From: Marco Gaiarin <gaio@lilliput.linux.it>
To: pve-user@lists.proxmox.com
Subject: [PVE-User] ZFS corruption and recovery...
Date: Tue, 19 Mar 2024 17:31:02 +0100 [thread overview]
Message-ID: <47rock-18s.ln1@hermione.lilliput.linux.it> (raw)
In a little PVE cluster i've a 'backup server', eg an old/reconditioned
server that do simply backup storage for other nodes: apart the rpool,
there's another pool, on slow HDD, used as data repository, mainly for
rsnapshot.
As a backup server, can be powered down without much effort; last week i
need an (unused) controller within, and so i've powered off, removed the
controller, powered on.
Saturday the backup pool start to complain for errors, and also disks/kernel
complain too. for all the four disk in pool. :-(
Looking at errors, the don't seems media errors, so i've powered off the
server, looked carefully at cabling finding that probably last week removing
the controller i've inadvertently 'loosen' a power connection on the
backpane of disks, damn me.
Reviewing cable worked as expected: server start, SMART on disks say the are
good, all work as expected.
After the server start, disks start to resilver, but some errors remain: a
dozen of files and dirs in 'Permanent error list'.
Because is a backup server, i've simply removed most of the errors, doing
some turns of 'zpool scrub' and 'zpool clear -F' leading to this situation:
root@svpve3:~# zpool status -v rpool-backup
pool: rpool-backup
state: ONLINE
status: One or more devices has experienced an error resulting in data
corruption. Applications may be affected.

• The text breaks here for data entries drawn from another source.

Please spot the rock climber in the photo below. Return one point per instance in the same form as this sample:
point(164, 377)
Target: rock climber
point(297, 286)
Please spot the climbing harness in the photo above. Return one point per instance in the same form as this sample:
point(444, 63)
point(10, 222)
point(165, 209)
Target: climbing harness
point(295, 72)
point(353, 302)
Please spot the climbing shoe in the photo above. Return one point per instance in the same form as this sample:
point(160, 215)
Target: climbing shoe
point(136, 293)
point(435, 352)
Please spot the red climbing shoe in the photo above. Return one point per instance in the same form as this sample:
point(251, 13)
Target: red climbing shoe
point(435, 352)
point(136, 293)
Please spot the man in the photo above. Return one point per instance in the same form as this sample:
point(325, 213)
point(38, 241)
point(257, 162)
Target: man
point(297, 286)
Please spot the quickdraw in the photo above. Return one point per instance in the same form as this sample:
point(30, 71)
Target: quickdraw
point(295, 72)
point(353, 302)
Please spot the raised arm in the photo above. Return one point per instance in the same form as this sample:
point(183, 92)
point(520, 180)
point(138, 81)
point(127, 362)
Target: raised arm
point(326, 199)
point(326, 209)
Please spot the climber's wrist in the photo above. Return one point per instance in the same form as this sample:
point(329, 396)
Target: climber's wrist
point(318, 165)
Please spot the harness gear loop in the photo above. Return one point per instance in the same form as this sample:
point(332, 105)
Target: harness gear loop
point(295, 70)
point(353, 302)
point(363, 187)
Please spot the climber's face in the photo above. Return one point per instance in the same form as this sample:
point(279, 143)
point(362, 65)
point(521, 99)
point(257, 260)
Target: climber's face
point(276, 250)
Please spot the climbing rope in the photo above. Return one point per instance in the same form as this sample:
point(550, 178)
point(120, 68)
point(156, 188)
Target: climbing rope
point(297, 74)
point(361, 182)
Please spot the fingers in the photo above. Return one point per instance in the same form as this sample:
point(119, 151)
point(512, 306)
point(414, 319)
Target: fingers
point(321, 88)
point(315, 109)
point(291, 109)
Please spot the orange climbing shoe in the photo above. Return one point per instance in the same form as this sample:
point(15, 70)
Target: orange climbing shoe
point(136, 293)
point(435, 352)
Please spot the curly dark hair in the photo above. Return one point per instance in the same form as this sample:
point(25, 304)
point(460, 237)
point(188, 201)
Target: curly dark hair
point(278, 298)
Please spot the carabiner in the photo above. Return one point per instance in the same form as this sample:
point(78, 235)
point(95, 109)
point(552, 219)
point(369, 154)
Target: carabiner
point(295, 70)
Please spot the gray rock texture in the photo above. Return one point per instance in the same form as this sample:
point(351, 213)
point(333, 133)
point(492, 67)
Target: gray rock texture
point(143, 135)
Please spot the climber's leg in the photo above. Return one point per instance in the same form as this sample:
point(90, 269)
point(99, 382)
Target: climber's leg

action: Restore the file in question if possible. Otherwise restore the
entire pool from backup.
see: https://openzfs.github.io/openzfs-docs/msg/ZFS-8000-8A
scan: scrub in progress since Tue Mar 19 16:58:52 2024
3.89T scanned at 2.97G/s, 745G issued at 569M/s, 13.5T total
0B repaired, 5.39% done, 06:32:11 to go
config:
NAME STATE READ WRITE CKSUM
rpool-backup ONLINE 0 0 0
raidz1-0 ONLINE 0 0 0
ata-ST8000VN004-3CP101_WWZ1MBA8 ONLINE 0 0 0
ata-ST8000VN004-3CP101_WWZ1Q7F1 ONLINE 0 0 0
ata-ST8000VN004-3CP101_WRQ0WQ44 ONLINE 0 0 0
ata-ST8000VN004-3CP101_WWZ1RFL5 ONLINE 0 0 0
cache
scsi-33001438037cd8921 ONLINE 0 0 0
errors: Permanent errors have been detected in the following files:
rpool-backup:<0x63f218>
rpool-backup:<0x108d421>
/rpool-backup/rsnapshot/daily.bad/FVG_PP/vdmpp2/srv/media/DO/FS/P/26-02-19
/rpool-backup/rsnapshot/daily.bad/FVG_PP/vdmpp2/srv/media/DO/2012/mc
/rpool-backup/rsnapshot/daily.bad/FVG_PP/vdmpp2/srv/media/CD/mg2014/100HP507
apart the first two, other three are directory, that seems i cannot delete
anymore, errors is 'dir not empty' or 'Invalid exchange'.
How can i fix this errors?! As just stated, this is a backup server and so
loosing some files (knowing what file, of course!) it is not trouble...
Thanks.
--
Chissà perché quando si sbaglia numero il telefono non è mai occupato.
(Beppe Grillo)
reply other threads:[~2024-03-19 21:10 UTC|newest]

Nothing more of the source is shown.